House, owner of HLD Corporation and an 88-acre property at 17 Golf Course Rd., said he had been working for well over three years to have biomass-to-fuel, metal fabrication and large millwork-style businesses locate to the property.
But after a town council decision to deny a zoning application that would have allowed such industries on the property, those businesses and the jobs they would have created will not be coming to Huntsville, he said.
“Council sent a pretty clear message that we’re not open for business in Huntsville,” said House. “They’ve walked away from a huge number of jobs here.”
The town held a public hearing last month on the rezoning application, which would have changed the property designation from rural to rural special industrial.
Nearly 50 community members attended the hearing to oppose the application for a variety of reasons ranging from environmental and safety issues to concerns about changing the natural and residential character of the area.
Most people seemed to be concerned with the application because they did not know what the property would be used for. Some speculated the rocky property would be turned into a quarry.
“A couple of the abutting neighbours were spreading a rumour that we were starting a pit and quarry, and they felt the rezoning was just a stepping stone to get to that. That was not the case at all,” said House.
He said he was only trying to get the property rezoned for low-effluent producing industrial uses as outlined in the official plan.
“The negativity to it was all fabricated,” said House. “They got it in their head, because I own and operate pits and quarries, that I was trying to sneak an application through.”
Rezoning for a pit would have been completely different zoning designation from what he was trying to get, he said.
Regardless, what the property would have been used for was nobody’s business, said House.
“We were just conforming to exactly what the town wanted in their official plan,” he said. “When we’re filing an application to go with exactly what the town wished to do in their official plan, I really don’t think we have to substantiate uses, plans or anything.”
He said he wanted to leave the uses for the property broad because he intended to attract several different businesses and create an industrial node.
He argued that there is not a lot of industrial land left in the municipality, especially lots off services.
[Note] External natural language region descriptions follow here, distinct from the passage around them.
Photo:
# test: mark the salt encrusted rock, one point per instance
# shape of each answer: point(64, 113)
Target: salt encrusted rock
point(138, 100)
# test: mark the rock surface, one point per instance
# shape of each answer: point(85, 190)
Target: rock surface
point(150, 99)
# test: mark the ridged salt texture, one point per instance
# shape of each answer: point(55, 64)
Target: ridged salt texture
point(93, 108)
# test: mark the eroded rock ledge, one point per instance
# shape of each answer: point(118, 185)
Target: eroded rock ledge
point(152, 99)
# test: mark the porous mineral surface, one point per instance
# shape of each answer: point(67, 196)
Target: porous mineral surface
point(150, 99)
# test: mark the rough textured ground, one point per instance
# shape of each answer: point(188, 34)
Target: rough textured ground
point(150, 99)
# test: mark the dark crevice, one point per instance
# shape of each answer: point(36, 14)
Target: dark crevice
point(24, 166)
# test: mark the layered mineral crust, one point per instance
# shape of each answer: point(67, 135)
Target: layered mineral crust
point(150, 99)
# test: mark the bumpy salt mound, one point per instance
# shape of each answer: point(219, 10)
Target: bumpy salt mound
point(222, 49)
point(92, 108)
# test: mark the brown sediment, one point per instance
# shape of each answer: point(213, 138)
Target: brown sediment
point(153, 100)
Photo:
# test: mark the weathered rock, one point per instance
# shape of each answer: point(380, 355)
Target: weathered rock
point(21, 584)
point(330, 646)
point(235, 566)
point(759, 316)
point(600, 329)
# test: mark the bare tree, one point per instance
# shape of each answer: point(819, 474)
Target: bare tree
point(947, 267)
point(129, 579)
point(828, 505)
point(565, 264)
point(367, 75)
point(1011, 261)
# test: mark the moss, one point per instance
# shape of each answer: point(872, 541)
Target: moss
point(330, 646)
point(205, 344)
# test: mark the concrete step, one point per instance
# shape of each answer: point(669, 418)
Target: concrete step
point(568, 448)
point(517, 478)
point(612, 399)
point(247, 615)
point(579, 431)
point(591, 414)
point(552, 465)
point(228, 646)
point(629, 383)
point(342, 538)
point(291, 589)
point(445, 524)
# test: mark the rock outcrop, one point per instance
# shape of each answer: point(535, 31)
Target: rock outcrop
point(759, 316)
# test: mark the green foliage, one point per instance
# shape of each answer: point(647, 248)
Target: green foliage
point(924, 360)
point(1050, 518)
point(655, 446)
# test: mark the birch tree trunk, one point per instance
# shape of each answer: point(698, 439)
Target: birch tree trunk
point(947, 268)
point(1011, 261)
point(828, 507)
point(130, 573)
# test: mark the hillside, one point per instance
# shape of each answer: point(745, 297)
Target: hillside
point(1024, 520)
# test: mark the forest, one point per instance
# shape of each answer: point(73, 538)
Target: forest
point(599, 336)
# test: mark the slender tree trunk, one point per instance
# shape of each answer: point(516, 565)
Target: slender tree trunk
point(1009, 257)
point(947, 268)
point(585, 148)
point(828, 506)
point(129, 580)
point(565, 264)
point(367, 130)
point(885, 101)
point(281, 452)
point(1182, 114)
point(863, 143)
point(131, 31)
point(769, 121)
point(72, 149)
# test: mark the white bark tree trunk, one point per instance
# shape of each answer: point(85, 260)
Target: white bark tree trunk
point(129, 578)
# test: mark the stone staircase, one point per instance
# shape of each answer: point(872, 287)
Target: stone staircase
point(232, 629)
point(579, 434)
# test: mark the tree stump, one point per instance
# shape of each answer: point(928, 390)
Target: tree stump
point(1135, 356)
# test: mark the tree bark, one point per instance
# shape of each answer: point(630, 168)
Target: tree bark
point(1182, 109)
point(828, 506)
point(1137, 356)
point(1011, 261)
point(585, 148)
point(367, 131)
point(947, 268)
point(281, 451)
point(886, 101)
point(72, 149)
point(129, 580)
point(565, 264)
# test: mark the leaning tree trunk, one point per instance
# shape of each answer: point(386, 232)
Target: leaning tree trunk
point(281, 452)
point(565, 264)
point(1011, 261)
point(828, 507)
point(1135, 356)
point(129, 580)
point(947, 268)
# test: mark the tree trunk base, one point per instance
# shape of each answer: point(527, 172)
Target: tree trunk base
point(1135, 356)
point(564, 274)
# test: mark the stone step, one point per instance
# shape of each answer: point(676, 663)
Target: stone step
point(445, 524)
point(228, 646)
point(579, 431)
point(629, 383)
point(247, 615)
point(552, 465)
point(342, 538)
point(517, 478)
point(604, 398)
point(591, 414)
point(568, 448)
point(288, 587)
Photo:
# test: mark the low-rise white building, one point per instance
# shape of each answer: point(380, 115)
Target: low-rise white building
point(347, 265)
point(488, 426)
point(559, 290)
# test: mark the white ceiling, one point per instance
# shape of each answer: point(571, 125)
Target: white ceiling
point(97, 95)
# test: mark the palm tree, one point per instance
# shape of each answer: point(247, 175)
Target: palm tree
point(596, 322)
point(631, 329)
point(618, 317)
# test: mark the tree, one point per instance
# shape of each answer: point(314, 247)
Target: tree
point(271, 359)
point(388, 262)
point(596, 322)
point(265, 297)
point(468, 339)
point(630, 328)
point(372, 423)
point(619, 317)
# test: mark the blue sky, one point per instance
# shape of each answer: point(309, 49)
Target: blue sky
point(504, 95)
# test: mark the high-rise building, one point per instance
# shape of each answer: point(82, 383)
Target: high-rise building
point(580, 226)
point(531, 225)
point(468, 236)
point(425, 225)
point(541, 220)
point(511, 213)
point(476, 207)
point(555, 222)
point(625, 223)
Unserviced lots are appealing to some industries that neither need nor can afford municipal services, he said.
“They don’t want to pay the increased taxes and everything else from being on serviced land,” he said.
He said the property was in a prime area for industrial uses.
“This is an industrial area. You drive up Muskoka Road 3 and, yes, they’ve scattered some subdivisions in amongst it, but at the end of the day the primary uses historically have all been aggregate, industrial,” he said. “That’s what the use is for this area.”
But for now the property will stay undeveloped.
House said his company will be working with the businesses to locate them elsewhere, but they will not be in Huntsville.
It is unfortunate, he said, that the jobs these industries would have created will not come to Huntsville given the high unemployment rate here.
“We do need jobs in this community, that’s what it boils down to,” said House. “It would be nice to leave every piece of property in the whole world covered with trees and bush, but that’s just not reality in the world today.”